Three days earlier, New Energy Times science journalists Steven Krivit and Nadine Winocur had released a 50-page report on the current state of cold fusion. According to this report, almost 15,000 cold fusion experiments have been performed around the world since the field was declared anathema in 1989. In the first years after the initial announcement, experimental results were erratic and inconsistent, often with positive results occurring in only about 10 percent of the experiments. Within the last five years, however, successful replications have been occurring much more frequently. Five years ago, the Fleichmann-Pons effect had been observed in only about 45 percent of the experiments performed. Now, according to Krivit and Winocur, the effect has been reproduced at a rate of 83%. Experimenters in Japan, Romania, the United States, and Russia have reported a reproducibility rate of 100 percent.

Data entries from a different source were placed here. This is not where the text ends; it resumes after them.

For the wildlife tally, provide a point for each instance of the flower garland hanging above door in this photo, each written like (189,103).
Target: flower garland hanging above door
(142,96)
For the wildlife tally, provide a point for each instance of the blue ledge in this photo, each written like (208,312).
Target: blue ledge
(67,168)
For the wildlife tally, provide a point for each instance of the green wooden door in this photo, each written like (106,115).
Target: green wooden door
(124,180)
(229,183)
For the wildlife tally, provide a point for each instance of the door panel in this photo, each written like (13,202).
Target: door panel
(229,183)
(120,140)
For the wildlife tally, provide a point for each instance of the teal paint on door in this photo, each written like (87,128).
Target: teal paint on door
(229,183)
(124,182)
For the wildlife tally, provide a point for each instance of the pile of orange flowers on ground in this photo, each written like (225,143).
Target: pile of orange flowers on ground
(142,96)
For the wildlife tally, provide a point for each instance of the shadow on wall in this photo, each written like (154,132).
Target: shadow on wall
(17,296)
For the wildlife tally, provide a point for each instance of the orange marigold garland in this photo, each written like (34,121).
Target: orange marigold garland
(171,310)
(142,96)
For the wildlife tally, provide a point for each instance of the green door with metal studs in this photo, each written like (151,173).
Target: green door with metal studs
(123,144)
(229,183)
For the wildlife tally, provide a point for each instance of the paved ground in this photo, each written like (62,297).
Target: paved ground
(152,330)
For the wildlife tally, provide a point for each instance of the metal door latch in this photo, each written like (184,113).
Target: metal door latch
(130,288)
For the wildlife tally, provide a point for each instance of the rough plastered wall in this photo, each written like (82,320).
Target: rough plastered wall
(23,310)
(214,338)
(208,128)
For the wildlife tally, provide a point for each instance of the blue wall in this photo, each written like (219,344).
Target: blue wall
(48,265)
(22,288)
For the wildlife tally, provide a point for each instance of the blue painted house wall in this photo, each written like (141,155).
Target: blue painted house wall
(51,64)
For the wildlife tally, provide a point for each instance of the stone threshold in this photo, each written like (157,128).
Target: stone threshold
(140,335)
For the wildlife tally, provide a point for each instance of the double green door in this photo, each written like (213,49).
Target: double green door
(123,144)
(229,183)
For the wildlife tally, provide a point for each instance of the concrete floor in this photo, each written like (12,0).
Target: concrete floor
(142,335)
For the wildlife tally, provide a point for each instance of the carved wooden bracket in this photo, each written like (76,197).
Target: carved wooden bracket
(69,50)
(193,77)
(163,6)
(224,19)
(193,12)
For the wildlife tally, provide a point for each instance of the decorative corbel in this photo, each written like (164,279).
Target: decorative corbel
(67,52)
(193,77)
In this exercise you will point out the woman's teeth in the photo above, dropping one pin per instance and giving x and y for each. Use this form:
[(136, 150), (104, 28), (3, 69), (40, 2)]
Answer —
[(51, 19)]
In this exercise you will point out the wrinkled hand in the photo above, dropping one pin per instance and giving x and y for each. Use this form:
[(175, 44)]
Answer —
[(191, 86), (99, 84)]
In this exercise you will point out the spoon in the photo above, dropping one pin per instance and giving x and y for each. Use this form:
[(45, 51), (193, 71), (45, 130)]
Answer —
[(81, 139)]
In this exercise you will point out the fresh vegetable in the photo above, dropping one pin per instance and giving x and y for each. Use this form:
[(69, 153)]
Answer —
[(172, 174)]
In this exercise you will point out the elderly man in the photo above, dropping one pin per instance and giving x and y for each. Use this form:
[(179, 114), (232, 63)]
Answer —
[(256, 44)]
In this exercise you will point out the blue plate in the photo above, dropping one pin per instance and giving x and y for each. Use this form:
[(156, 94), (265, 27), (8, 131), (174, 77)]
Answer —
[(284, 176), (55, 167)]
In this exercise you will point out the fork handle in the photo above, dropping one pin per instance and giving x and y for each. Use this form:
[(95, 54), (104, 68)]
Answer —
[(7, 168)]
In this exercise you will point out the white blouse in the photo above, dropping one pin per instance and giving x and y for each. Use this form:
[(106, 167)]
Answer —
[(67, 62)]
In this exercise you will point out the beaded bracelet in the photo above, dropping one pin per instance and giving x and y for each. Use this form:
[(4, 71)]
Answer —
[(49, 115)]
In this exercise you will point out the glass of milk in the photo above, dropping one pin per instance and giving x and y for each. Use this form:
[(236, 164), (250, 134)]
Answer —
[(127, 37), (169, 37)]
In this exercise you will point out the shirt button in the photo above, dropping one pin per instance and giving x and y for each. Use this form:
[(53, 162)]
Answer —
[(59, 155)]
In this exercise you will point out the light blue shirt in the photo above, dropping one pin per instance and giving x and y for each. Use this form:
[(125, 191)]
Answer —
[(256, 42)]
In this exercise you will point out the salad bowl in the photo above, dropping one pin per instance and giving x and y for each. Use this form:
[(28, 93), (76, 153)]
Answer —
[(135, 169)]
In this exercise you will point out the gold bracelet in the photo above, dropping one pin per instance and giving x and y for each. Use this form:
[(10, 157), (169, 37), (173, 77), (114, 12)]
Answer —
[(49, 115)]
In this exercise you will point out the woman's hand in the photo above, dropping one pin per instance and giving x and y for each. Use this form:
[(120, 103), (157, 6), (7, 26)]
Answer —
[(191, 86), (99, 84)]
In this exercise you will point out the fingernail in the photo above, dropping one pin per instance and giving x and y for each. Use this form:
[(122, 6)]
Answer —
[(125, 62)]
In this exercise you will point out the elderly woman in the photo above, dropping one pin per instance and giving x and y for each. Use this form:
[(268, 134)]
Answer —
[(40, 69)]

This experimental success is due in large measure to more refined methods of measuring excess heat and detecting the signatures of nuclear reactions. Over the years, experimenters have discovered that in order to obtain more robust results, the ratio of deuterium atoms in the electrolyte solution to palladium atoms in the cathode must be above a certain minimum threshold. This is referred to as “loading.” The density of the electric current passing through the system must likewise reach a certain threshold. More recently, it was discovered that excess heat could be generated faster if the reaction could be triggered in some fashion. In a paper presented at the 10th International Conference of Cold Fusion, held at MIT in August 2003, researchers Dennis Cravens and Dennis Letts presented a variety of methods that could be used to “shock the system,” including current-pulsing, radio frequency excitations, and laser stimulation. Actual experiments were carried out at the conference, and the results were manifest for all to see.
According to Dr. Eugene Mallove, editor of Infinite Energy Magazine and a passionate advocate of cold fusion development, the evidence of excess heat and products from nuclear reactions is so extensive as to compel a finding that the cold fusion phenomenon is real. Were it not for Dr. Mallove and others who kept the faith, cold fusion might well have faded from the public consciousness.
When the Department of Energy decided to give cold fusion another hearing, it made no public announcement and did not post any information about its decision on its website. Nevertheless, Dr. Mallove remains confident that once the Department evaluates the evidence in an open-minded and unbiased fashion, it will reconsider its earlier rejection of cold fusion and pave the way for funding of next-generation cold fusion research.
Whether or not cold fusion can be turned into a useful source of energy remains uncertain. But the first step of that 1000-mile journey has been taken. The existence of the phenomenon discovered by Fleischmann and Pons in 1989, then disavowed by the scientific establishment, but subsequently confirmed worldwide in thousands of experiments, may finally be recognized as a revolutionary discovery of science. Cold Fusion may become hot news again.